Stolen MortalityIn dem kleinen schottischen Ort Glen Mertha leben die Brüder Junias und Jamian Bryonts als Wächter. Durch einen folgenschweren Fehler Junias wird Jamian, der die Schuld aus Liebe zu seinem Bruder auf sich nimmt, vom Kienshi-Senat gezwungen seine Sterblichkeit aufzugeben. Und wäre diese Strafe nicht schon hart genug, taucht zur gleichen Zeit die Vampirin Laine mit einem sehr speziellen Auftrag ihres Erschaffers Jonathan auf.

Zwischen Laine und Jamian baut sich nach ihrer ersten spektakulären Begegnung eine seltsame Vertrautheit auf, die beide um Kopf und Kragen bringen kann. Nicht nur, dass sie aus zwei sehr gegensätzlichen Welten stammen, über ihnen schwebt zusätzlich die dunkle Wolke einer rätselhaften Prophezeiung, die unabwendbar scheint.

Die Kienshi sind Wächter der besonderen Art. Sie sorgen dafür, dass die Vampire in Schach gehalten werden und nicht über die Stränge schlagen. Um ihnen überlegen zu sein, sind sie mit besonderen Kräften ausgestattet.
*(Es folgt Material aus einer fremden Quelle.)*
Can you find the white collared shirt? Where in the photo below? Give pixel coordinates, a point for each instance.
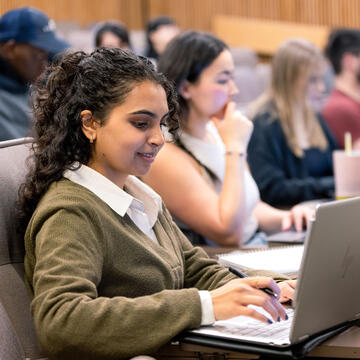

Die üblichen Probleme Heranwachsender bleiben auch den Brüdern, die vor ihrer Zeit gezwungen wurden erwachsen zu werden, nicht erspart. Besonders da Junias seine wahre Bestimmung und seine Fähigkeiten vor den Menschen, insbesondere seinen Mitschülern, die in ihm ein vermeintliches Opfer ihrer Gemeinheiten sehen, verbergen muss. Nur die sympathische Amy lässt sich nicht beirren und freundet sich mit ihm an. Auch als sie die Wahrheit über Junias erfährt, hält sie fest zu ihm.

Doch in der Welt der Kienshi ist nicht alles so rosig wie es auf den ersten Blick scheint. Sie sind zwar schnell und stark, müssen aber um zu überleben die Lebenskraft der Menschen und Vampire anzapfen. Und es scheint so, als spiele jemand im Kienshi-Senat ein falsches Spiel, das das Leben der Brüder für immer verändern könnte.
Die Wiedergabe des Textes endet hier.